Hipersonik hedefler iki önemli konuya sahiptir: birincisi, zamanında keşif yaparak müdahale için yeterli süre sağlamak, ikincisi ise bu hedeflerle başarılı bir şekilde çatışmaya girmektir. Her türlü müdahale için öncelikle zamanında ve doğru bir keşif gereklidir. Bazı hipersonik tehditler için keşif konusunda oldukça başarılı olan sistemlerimiz var. Ülkemizdeki bilgi birikimi sayesinde keşif konusunda ciddi bir teknik sorun yaşamıyoruz.
Hipersonik hedeflerle çatışmak, dünyada ciddi bir sorun olarak görülüyor. Bu tür füzeler, ileri teknolojiye sahip bazı ülkelerin elinde olabilecek büyük bir tehdit oluşturuyor. İnşallah, yakın gelecekte hipersonik hedeflere karşı savunma konusunda Hava Savunma Kuvvetleri olarak büyük bir atılım gerçekleştireceğiz.Top of Form
Gazze Şeridi'nde savaşın şiddetlenmesiyle Siyonist Reijm'den İran'a yönelik tehditler geliyor. Herhangi bir saldırıya karşılık tepkimiz nasıl olacaktır?
Bugüne kadar, kırmızı çizgilerimizi aşmak isteyen hiç kimseye müsamaha göstermediğimizi ve onlara ciddi, ders verici bir yanıt vereceğimizi defalarca kanıtladık. Düşmana harekete geçme fırsatı tanımayacağız. Hava savunma entegre ağı kapsamında keşif, izleme ve karşı koyma için elimizde bulunan imkanlar ve ekipmanlar günceldir. Analizlerimiz, kaynaklarımız ve sahip olduğumuz imkanlar bize mevcut kapasitemizin tüm olası tehditlere yanıt verebilecek düzeyde olduğunu gösteriyor.
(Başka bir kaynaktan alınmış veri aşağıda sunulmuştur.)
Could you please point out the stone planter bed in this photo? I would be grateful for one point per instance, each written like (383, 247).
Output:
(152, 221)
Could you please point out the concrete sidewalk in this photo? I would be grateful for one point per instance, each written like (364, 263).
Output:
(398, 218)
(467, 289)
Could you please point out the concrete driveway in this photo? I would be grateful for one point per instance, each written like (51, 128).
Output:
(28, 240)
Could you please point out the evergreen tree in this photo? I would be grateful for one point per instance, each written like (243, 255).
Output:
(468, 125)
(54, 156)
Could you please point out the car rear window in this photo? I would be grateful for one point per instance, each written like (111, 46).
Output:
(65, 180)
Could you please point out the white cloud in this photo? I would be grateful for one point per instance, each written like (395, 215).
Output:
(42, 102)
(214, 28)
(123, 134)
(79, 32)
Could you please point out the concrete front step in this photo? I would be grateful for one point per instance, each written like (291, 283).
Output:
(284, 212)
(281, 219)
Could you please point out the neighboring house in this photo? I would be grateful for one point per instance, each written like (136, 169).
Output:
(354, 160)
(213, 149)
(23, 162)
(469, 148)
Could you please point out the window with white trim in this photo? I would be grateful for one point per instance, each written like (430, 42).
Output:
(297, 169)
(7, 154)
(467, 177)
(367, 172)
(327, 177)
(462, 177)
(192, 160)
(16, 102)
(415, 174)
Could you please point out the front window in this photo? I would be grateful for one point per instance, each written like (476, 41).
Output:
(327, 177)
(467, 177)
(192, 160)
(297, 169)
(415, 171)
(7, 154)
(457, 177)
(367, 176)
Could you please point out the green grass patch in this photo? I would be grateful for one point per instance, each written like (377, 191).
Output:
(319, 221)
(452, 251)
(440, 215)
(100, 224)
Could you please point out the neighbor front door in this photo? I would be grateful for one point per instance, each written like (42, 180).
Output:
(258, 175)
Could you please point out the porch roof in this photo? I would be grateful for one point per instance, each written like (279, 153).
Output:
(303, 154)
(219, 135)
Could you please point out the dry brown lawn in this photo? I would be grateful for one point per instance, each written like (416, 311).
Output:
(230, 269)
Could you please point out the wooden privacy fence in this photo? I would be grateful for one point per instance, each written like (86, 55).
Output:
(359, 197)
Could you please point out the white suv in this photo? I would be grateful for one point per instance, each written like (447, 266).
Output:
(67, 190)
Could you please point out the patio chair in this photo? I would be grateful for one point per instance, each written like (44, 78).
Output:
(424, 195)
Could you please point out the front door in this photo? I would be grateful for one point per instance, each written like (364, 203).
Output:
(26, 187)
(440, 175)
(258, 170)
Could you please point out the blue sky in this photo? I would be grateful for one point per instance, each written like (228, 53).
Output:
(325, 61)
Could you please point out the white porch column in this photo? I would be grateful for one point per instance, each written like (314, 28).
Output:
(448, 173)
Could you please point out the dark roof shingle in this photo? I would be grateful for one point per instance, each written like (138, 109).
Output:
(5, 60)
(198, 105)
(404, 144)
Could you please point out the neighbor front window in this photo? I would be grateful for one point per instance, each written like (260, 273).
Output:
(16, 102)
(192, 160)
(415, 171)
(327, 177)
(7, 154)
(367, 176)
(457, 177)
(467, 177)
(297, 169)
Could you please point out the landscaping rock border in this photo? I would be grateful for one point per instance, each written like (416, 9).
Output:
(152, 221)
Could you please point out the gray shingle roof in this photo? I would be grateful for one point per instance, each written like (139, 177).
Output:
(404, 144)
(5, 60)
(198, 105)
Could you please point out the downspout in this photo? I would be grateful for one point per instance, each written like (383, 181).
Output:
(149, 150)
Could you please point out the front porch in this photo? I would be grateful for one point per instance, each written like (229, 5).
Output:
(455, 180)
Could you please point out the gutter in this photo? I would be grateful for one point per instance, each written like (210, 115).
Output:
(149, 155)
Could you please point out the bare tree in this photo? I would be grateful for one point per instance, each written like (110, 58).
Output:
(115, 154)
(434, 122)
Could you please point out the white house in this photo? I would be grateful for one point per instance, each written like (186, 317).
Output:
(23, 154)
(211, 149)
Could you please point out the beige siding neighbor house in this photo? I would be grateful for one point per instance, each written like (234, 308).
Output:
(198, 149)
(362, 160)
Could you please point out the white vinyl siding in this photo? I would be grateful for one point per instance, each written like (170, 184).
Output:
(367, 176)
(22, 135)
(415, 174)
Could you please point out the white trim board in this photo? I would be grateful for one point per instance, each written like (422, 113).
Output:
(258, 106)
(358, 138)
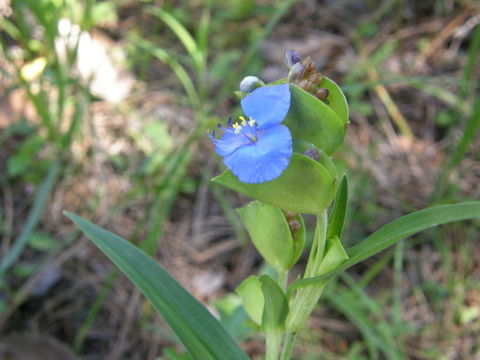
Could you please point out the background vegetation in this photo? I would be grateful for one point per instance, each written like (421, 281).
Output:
(103, 110)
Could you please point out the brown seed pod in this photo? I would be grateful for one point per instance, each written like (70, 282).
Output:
(309, 66)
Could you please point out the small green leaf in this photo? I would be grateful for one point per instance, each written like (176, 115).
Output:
(398, 230)
(337, 218)
(269, 232)
(304, 187)
(250, 291)
(199, 331)
(274, 315)
(312, 120)
(336, 99)
(299, 238)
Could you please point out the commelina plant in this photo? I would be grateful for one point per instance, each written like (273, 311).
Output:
(279, 153)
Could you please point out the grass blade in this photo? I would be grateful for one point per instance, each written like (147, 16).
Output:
(199, 331)
(337, 219)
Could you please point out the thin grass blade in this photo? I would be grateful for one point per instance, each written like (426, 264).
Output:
(197, 329)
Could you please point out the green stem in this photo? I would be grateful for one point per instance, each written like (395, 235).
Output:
(306, 298)
(283, 280)
(288, 342)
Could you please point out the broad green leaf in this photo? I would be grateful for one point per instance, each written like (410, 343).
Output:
(274, 315)
(305, 187)
(269, 232)
(197, 329)
(306, 298)
(336, 99)
(397, 230)
(301, 146)
(33, 217)
(250, 291)
(314, 121)
(337, 218)
(276, 304)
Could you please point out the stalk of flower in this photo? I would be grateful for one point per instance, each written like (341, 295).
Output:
(303, 73)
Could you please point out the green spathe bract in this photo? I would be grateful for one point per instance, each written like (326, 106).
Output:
(305, 187)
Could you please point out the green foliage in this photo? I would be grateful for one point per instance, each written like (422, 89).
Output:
(305, 186)
(270, 234)
(199, 331)
(398, 230)
(311, 120)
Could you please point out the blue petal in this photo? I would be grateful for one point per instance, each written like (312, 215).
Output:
(229, 142)
(267, 105)
(263, 160)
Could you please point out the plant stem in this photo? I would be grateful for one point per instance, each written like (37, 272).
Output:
(283, 280)
(288, 342)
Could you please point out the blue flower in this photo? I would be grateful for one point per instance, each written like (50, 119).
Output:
(257, 148)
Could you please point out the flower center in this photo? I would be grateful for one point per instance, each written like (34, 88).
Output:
(246, 127)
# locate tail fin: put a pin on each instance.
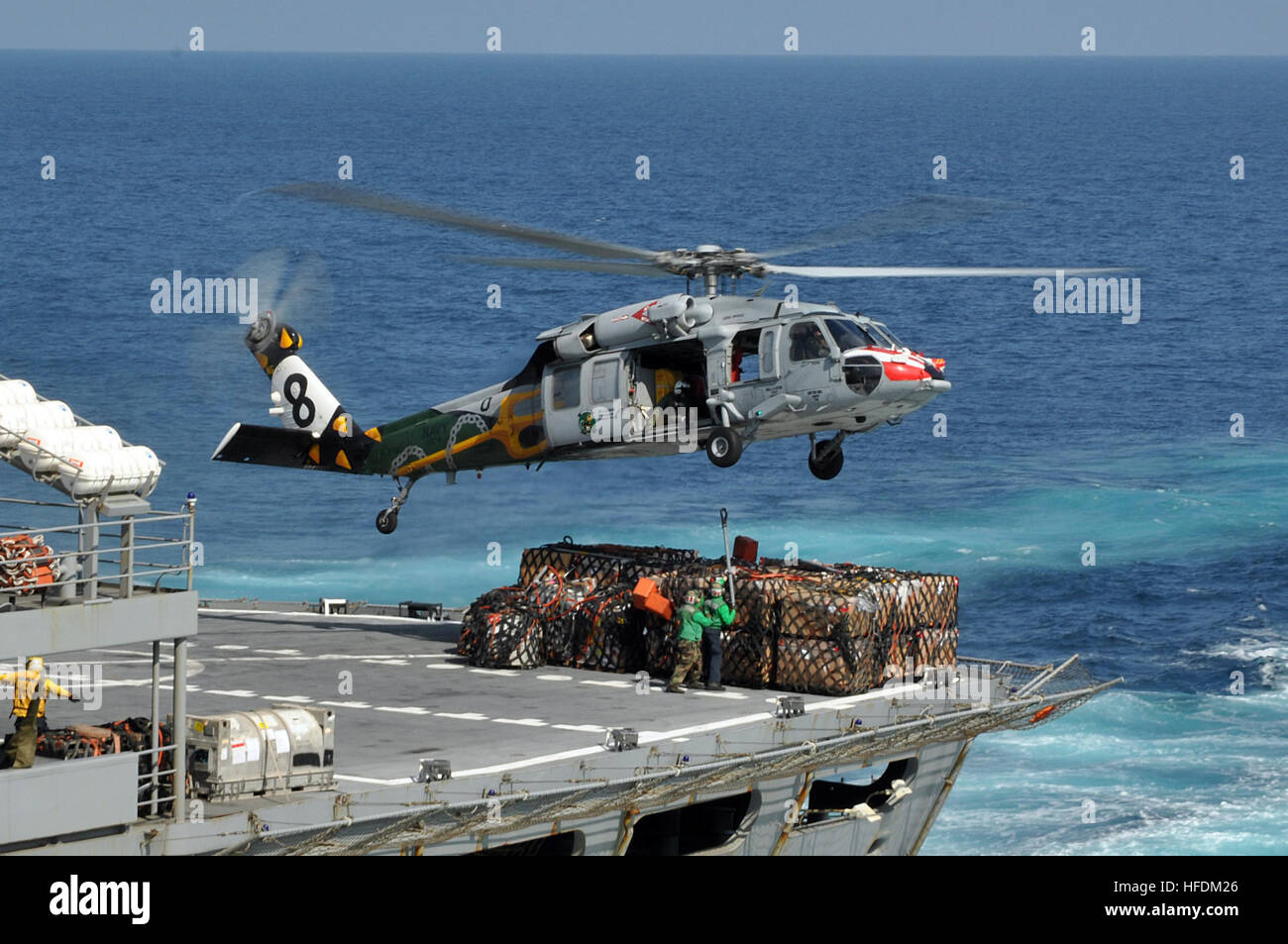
(320, 433)
(300, 399)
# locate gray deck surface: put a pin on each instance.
(411, 695)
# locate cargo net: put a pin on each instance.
(26, 563)
(836, 630)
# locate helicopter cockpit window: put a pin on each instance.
(881, 330)
(745, 357)
(603, 381)
(849, 335)
(806, 342)
(566, 387)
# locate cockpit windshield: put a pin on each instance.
(849, 334)
(883, 331)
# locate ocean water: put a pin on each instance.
(1061, 429)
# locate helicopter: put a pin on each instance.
(662, 376)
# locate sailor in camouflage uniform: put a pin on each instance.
(694, 621)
Herhangi bir düşman, karar alma aşamamıza yaklaşacak olursa, kesin ve kalıcı bir yanıt alacaktır. Bugün, sahte ve çocuk katili Siyonist rejimin tehditleri bizim için ciddi bir tehdit oluşturmamaktadır, çünkü bu rejimin yeteneklerini ve kapasitesini hem izleyebiliyor hem de biliyoruz. Savunma alanımız, tüm mevcut tehditlere karşılık verebilecek gelişmiş ekipman ve teknolojiye sahiptir.